The board Thursday approved the measure by a 4-3 party-line vote.

Democratic Town Supervisor Paula A. Mahan said such borrowing would be a “safety” net and not an ideal solution because of the interest that would accrue.

Mahan has another solution — a one time “deficit correction tax” on all residential and commercial property in town to resolve the financial problems. The bills would be based on the assessed value of a property and the projected average bill would be about $250.

Based on a sliding scale, homeowners with smaller homes or on fixed incomes would pay less and individuals with higher-priced homes would pay more; the maximum would be capped at $500.

Mahan proposed the tax Thursday, and while some town residents have been expressing concerns, worrying that it will not be a one-time tax, others say it’s fair and equitable.

But the three Republicans on the board — Nicole Criscione-Szesnat, J. Brian Hogan and Tom With — oppose the tax and said deficit financing is not necessary to resolve the deficit.

“It would be too extreme of a measure and an administrative burden to the staff, particularly the Town Comptroller’s office. We also do not support a tax increase. We do not believe there is a need for a special assessment of $250,” they said in a written summary of a Republican counterproposal released Friday.

Their plan will eliminate the deficit within the year and improve the town’s credit rating, they said.

The Republicans also disagree with the $18 million deficit figure, saying that based on preliminary audit figures by Bollam, Sheedy and Torani, the deficit at the end of 2006 is only $14.7 million. About $9.1 million of this is attributed to landfill closure costs, they noted, which won’t be due until the town landfill is closed in 12 to 15 years. The remainder of the deficit, $5.6 million, is the shortfall that is now due, they said.

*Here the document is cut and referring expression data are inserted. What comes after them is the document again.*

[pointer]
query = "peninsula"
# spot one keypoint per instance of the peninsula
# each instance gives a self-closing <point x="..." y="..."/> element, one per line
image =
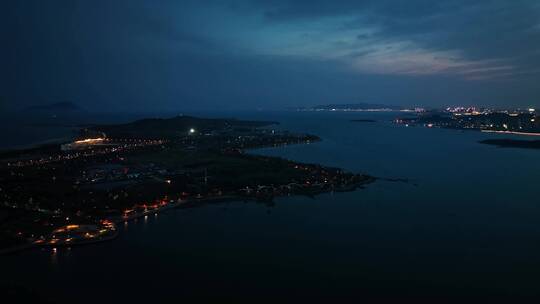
<point x="76" y="192"/>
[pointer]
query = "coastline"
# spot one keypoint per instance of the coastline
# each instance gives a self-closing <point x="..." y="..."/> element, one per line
<point x="188" y="203"/>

Mahan is confident, based on auditors’ reports, including one by the state comptroller, that the $18 million deficit figure is accurate.

According to the Republicans’ plan, three enterprise funds show a surplus including the Latham Water District, $4.3 million; Pure Waters, $2.9 million; and the landfill. Although it shows a $7.2 million deficit, if the landfill closing costs not factored in it shows a $1.8 million operating surplus, they said.

While the two political parties continue to disagree on the precise size of the deficit, Mahan said that the legalities of the deficit correction tax are being examined and she intends to move forward with the plan, which the Town Board must approve.

She said that it’s the most fair and equitable plan to reduce the deficit.